1H and 13C NMR studies of tissue from normal and diseased mice. Analysis of T1 and T2 relaxation profiles of triglycerides in liver.

Abstract

The study was initiated to gain a better understanding of the manifestation of disease in the lipid dynamics in tissue. We have performed high resolution 13C and 1H NMR relaxation measurements on the observable lipid resonances in liver and adipose tissue, excised from mice which were normal fed, normal fasted, and infected with the malarial parasite Plasmodium berghei. We have observed that, although the parasite does not invade the hepatocytes, the composition of the liver lipids changes along with nutritional status and disease state. Analysis of the liver lipids using gas chromatography showed that in all cases studied (normal or malarial, fed or fasted) the phospholipid content of the liver remains constant. The triglyceride content, however, shows an increase of up to fourfold in both 24-hour fasted controls and highly parasitized mice. The fatty acid compositions of the triglycerides in 24-hour fasted normal and highly parasitized mice are altered, when compared with fed controls or with mice having a low level of infection. The unsaturation index increases twofold. The 13C T1 experiments on the methylene and olefinic resonances of liver give a single exponential decay. The value for a particular carbon is independent of the origin of the tissue, the nutritional status or the disease state of the animal.
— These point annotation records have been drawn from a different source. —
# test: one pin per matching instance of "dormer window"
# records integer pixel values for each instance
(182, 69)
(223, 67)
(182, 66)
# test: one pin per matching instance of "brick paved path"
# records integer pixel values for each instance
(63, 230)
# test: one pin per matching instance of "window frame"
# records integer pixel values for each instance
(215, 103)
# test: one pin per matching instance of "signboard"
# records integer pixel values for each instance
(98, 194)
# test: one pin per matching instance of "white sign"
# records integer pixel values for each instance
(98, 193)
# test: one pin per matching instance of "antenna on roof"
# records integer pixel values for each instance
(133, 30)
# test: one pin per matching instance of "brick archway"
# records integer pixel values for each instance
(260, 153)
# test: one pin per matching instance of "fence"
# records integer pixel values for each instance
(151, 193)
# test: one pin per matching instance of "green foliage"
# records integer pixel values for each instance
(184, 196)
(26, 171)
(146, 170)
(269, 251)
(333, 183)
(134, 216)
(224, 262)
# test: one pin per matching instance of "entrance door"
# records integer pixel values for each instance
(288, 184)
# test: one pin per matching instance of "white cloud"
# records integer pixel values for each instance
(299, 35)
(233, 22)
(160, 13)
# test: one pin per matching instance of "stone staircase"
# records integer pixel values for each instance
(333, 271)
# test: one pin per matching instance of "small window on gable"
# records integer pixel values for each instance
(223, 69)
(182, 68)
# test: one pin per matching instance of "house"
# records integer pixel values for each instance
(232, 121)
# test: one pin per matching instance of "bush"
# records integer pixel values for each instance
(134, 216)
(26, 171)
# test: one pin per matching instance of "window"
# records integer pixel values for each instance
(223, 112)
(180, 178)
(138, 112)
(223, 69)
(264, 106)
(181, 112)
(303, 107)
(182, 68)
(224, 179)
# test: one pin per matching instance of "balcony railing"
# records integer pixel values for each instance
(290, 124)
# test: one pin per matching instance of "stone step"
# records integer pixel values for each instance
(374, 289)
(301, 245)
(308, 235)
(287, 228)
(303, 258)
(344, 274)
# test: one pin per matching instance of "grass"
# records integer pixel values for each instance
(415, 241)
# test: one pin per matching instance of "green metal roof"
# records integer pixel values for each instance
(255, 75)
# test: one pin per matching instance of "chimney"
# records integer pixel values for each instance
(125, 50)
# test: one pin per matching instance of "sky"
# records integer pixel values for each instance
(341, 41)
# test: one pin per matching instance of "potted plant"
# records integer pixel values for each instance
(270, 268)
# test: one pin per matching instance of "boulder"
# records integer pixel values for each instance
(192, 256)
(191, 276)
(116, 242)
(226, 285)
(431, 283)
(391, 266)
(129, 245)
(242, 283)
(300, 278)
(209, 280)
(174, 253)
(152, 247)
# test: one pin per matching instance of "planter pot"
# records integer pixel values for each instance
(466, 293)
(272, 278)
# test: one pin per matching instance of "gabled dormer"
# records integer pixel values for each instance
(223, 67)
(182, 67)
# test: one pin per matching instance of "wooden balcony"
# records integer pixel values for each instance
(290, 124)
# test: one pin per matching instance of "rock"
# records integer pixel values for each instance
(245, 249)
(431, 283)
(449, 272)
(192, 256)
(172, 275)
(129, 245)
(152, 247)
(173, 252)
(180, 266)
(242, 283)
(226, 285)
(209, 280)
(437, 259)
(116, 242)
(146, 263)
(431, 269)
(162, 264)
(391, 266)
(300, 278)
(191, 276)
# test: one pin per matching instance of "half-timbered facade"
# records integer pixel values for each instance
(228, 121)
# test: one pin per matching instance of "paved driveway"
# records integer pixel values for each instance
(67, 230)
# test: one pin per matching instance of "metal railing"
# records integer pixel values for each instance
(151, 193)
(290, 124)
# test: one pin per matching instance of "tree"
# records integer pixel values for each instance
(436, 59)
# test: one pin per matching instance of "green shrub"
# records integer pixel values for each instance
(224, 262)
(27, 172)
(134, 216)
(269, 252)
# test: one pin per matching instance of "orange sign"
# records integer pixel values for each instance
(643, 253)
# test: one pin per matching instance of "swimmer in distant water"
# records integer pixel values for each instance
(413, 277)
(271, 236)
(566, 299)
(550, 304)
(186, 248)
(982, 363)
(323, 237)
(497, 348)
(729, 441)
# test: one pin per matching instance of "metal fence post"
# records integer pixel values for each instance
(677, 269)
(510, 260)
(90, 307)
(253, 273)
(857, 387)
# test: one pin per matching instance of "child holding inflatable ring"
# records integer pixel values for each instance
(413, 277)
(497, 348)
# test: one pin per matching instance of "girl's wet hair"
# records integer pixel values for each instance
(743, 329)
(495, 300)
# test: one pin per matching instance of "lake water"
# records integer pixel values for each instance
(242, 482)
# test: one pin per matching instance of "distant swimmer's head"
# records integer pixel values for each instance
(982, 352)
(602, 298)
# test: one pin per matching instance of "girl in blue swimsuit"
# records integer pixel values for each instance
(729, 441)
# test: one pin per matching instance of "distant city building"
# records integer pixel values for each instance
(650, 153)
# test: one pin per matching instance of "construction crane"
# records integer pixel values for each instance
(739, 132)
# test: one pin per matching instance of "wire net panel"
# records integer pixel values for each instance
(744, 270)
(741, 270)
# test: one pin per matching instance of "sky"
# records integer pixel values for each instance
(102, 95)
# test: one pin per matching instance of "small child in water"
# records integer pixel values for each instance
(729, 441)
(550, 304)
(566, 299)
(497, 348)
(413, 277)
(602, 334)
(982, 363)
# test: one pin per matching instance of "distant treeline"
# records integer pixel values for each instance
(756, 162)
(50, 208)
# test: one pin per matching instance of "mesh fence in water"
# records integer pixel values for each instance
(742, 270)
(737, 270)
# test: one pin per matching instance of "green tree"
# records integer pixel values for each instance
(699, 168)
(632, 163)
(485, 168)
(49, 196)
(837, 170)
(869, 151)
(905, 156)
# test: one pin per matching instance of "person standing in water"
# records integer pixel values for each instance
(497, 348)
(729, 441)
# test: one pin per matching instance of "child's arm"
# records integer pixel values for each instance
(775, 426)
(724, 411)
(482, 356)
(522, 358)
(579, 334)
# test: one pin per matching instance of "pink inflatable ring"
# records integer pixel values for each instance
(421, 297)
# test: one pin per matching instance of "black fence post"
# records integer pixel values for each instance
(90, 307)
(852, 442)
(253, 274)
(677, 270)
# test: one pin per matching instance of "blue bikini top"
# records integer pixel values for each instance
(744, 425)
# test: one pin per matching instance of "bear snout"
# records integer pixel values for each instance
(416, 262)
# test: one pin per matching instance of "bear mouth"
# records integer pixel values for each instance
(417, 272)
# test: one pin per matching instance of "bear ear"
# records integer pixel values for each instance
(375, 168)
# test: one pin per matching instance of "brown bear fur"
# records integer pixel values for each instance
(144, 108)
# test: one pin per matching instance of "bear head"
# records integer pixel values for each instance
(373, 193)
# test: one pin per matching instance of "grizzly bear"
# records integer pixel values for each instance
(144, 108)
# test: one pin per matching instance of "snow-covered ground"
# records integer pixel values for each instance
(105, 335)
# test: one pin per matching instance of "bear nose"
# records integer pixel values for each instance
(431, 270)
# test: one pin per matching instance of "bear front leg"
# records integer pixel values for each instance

In contrast, both 1H and 13C T2 relaxation of the methylene and olefinic carbon resonances can generally be best analyzed as the sum of two exponential decays (based on an F-test). The 13C T2 values and the pre-exponential weighting factors are independent of the origin of the tissue examined. The T2 data could also be analyzed in terms of a distribution of relaxation times, a physically more realistic model. Lastly, our results suggest that the 1H and 13C resonances of lipids in the cells of diseased or normal liver tissues do not give rise to "long" T2 values, as have been observed in cancer cells with metastatic potential.